The drop in the country’s population is a product of both low birth rates and an aging cohort. Japan’s population, which stood at 123 million in 2022, shrank by nearly 1.3 million over the past two years. The number of babies born in the country fell for the eighth consecutive year in 2023, with no immediate prospect of an upturn. By 2030, Japan’s population is estimated to stand at around 117.5 million, with an increased proportion of the elderly; the number of citizens over 65 will rise from 28.5 million to 29.6 million. As Japan’s tax base declines, demands for greater social welfare spending on its aging population will increase.
Moreover, Japan’s debt-to-GDP ratio currently stands at about 260 percent, second highest in the world after Venezuela. Although it is projected to drop somewhat in the next few years, that ratio will remain exceedingly high. All these developments will likely result in tremendous pressure on future governments to constrain the levels of defense spending to which the country is now committed.
Given likely future pressures on Japan’s defense budget, there is much to be said for increasing the synergies that could be realized from ever-closer cooperation with the United States, which faces its own long-term pressures on defense spending. Next week’s Biden-Kishida summit likely will outline a number of steps in that direction.
The Biden administration is expected to announce that it will upgrade from three-stars to four-stars the command of U.S. forces in Japan. For his part, Kishida is planning to establish by 2025 a new Self-Defense Forces headquarters that would oversee all Japanese military operations. It too would be commanded by a four-star officer.

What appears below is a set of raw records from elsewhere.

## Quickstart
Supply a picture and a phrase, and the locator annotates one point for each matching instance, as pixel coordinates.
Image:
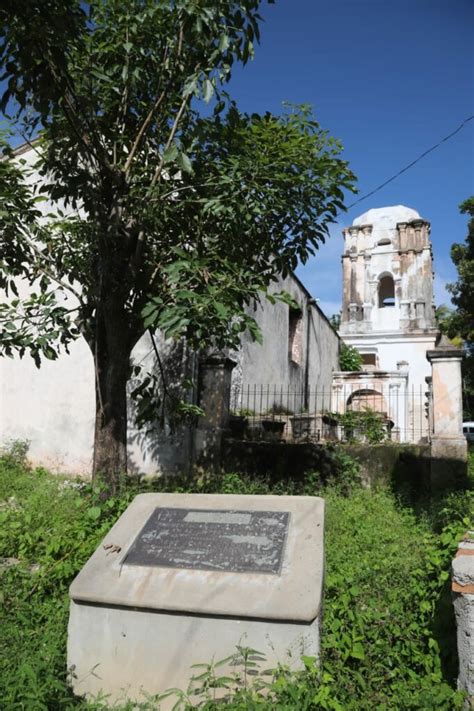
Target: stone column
(367, 289)
(448, 445)
(215, 376)
(463, 600)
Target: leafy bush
(349, 358)
(366, 424)
(387, 623)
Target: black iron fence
(339, 413)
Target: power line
(410, 165)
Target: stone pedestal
(181, 579)
(448, 445)
(463, 600)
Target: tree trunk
(112, 370)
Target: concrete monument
(181, 579)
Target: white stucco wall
(270, 364)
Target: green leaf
(170, 154)
(357, 651)
(94, 512)
(185, 163)
(208, 91)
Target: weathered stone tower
(387, 273)
(388, 315)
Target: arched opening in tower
(386, 292)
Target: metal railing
(337, 413)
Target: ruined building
(388, 314)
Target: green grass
(388, 634)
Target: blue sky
(390, 78)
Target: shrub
(349, 358)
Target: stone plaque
(208, 539)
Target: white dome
(386, 217)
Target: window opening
(295, 336)
(386, 292)
(369, 359)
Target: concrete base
(463, 599)
(448, 460)
(137, 627)
(129, 653)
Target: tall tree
(157, 217)
(462, 319)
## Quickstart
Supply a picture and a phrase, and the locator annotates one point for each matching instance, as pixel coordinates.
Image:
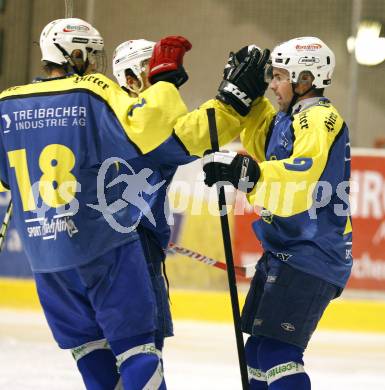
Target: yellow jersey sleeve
(256, 128)
(286, 186)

At a minimum, the American commander would be responsible only for joint exercises, training and information sharing with the new SDF headquarters. But there is a strong case for going further and creating a unified command that would incorporate both American and Japanese forces.
There is precedent for such a command. American and South Korean forces have been joined under the Combined Forces Command since 1978. The CFC has operational control over some 600,000 active-duty personnel from both countries, and currently would have wartime control over all South Korean forces and American units deployed to the country. The CFC, which is led by an American four-star general with a Korean four-star as deputy commander and has binational manning throughout the ranks, could serve as a model for a future U.S.-Japanese unified force.

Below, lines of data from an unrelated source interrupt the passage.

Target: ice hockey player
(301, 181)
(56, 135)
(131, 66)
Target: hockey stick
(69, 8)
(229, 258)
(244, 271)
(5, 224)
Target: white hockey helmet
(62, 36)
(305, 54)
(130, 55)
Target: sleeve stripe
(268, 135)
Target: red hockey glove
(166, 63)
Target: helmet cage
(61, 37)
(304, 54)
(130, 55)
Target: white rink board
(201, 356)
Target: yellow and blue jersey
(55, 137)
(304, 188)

The joint American-Canadian North American Aerospace Command (NORAD) offers another (though somewhat different) model of joint operations between America and one of its leading allies. NORAD focuses on operations related to but a single mission, the defense of American and Canadian air space. Moreover, unlike CFC, the NORAD top command consists of an American four-star general but a Canadian three-star.

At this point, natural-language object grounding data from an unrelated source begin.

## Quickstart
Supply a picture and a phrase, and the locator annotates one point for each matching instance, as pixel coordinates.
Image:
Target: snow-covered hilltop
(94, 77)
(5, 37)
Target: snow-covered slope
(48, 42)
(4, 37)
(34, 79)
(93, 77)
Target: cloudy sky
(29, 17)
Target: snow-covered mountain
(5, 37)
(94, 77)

What both CFC and NORAD demonstrate in their different ways is that integrated operations between America and Japan are feasible and workable. Given their common perception of the growing Chinese threat and the budget pressures that both countries will face in coming years, Washington and Tokyo should not limit themselves to next week’s expected and welcome announcement of a new stage in their joint military efforts. Instead, they should begin to plan for the establishment of a unified command that would both strengthen their common defense and enhance the credibility of their joint deterrent against an increasingly hostile Beijing, which both countries view as a long-term threat to their national security.
Dov S. Zakheim is a senior adviser at the Center for Strategic and International Studies and vice chairman of the board for the Foreign Policy Research Institute. He was undersecretary of Defense (comptroller) and chief financial officer for the Department of Defense from 2001 to 2004 and a deputy undersecretary of Defense from 1985 to 1987.